I nodded. “Don’t suppose you recall what he looked like.” It was such a stretch, but I had to ask. I was, after all, asking a ghost to recall a demon he’d seen a month ago.
“He was tall, and pale compared to her, dark hair slicked back. Out of his face. Dressed like a rich man, long sleeves and good shoes.” The ghost shrugged lazily. “Didn’t have much time to see anything else.”
Tall, pale skin with dark hair… a litany of curses started in my head. Of course. The description would match Valen Ravenswing. I wasn’t going to get this easily. “Thanks. Why… why are you still here?” The words simply fell out of my mouth without checking in with my brain.
That single eye focused on me and I could see the thoughts in his translucent head. I forced myself to not look away in discomfort, and his entirely too young face cracked into a smile. “Chaplain, those men out there think the war is still on, and they need a leader. Little by little, they fade into the darkness, but as long as one is still on duty, I’ll be here. I can do no less by them.”

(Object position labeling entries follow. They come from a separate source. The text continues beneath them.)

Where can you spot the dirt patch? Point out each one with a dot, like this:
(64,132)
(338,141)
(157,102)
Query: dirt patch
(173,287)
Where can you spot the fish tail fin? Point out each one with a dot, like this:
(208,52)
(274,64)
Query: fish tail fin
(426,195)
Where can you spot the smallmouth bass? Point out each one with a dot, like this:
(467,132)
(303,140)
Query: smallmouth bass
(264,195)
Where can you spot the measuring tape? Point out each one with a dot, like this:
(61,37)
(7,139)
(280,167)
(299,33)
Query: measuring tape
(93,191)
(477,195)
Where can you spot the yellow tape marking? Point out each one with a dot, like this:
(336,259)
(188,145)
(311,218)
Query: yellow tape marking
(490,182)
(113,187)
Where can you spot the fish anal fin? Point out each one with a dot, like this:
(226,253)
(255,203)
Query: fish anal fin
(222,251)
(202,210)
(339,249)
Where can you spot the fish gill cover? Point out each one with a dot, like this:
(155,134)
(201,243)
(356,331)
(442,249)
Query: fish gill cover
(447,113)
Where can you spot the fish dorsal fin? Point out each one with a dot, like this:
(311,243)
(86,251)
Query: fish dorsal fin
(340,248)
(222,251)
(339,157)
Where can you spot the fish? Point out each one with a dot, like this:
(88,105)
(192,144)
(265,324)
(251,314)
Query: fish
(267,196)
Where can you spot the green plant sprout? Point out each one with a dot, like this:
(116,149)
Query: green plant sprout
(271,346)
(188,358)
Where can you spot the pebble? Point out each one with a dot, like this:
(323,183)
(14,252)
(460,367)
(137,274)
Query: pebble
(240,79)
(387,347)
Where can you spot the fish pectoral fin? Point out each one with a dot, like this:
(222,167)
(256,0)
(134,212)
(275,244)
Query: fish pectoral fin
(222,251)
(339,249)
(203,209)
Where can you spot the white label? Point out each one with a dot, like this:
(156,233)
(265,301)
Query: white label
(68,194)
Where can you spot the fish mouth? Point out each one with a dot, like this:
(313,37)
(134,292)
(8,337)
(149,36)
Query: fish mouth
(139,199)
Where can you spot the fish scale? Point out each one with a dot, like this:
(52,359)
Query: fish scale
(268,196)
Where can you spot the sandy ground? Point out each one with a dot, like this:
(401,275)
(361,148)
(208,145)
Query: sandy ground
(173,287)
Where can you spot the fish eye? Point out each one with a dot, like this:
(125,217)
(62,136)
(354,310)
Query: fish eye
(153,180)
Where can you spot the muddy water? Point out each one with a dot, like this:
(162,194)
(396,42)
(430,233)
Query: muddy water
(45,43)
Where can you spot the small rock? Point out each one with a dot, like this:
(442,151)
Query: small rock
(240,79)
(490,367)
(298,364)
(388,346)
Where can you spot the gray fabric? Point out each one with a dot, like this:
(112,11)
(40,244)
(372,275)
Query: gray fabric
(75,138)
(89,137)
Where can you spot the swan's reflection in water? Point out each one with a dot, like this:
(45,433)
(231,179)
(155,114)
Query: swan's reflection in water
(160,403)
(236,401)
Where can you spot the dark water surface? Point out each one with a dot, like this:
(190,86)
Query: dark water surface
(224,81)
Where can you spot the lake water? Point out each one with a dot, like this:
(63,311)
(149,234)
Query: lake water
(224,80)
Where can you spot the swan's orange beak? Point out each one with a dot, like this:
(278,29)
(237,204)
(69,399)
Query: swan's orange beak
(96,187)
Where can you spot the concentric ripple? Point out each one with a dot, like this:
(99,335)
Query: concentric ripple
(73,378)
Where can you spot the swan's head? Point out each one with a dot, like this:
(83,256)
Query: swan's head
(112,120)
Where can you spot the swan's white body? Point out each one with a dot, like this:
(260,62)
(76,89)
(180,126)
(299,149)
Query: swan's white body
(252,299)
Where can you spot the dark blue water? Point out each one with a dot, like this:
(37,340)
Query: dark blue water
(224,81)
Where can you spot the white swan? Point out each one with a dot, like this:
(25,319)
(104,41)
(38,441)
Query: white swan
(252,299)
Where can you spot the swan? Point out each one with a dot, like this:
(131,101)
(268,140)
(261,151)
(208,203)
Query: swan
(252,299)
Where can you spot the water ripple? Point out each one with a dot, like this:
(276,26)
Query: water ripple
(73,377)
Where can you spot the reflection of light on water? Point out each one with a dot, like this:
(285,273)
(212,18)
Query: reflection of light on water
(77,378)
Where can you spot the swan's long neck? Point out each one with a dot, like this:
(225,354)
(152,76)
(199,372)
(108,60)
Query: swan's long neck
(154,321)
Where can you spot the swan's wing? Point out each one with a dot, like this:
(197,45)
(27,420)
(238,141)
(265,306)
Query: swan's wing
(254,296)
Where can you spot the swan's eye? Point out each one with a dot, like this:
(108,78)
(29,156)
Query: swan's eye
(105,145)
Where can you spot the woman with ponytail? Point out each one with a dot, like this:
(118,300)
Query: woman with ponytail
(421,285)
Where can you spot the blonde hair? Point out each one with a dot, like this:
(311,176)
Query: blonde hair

In that moment, he reminded me of Xelander, convinced that I still needed him, and unwilling to let me go. I shook my head and looked to the ghost for a moment before nodding. “You’re a good man, Captain. I hope one day you find peace.”
“The field is dead, the battle done, Chaplain. That’s peace enough. Maybe one day you’ll learn that.”
Before I could reply, he was gone. Magesight didn’t reveal his presence, and I moved away from the Columbiad, taking a moment to search for him while I tried to understand what he’d said to me. Shaking my head to restore my normal vision, I fished another cigarette out of my pocket, lit it with my magic, and smoked it as I walked back to my car.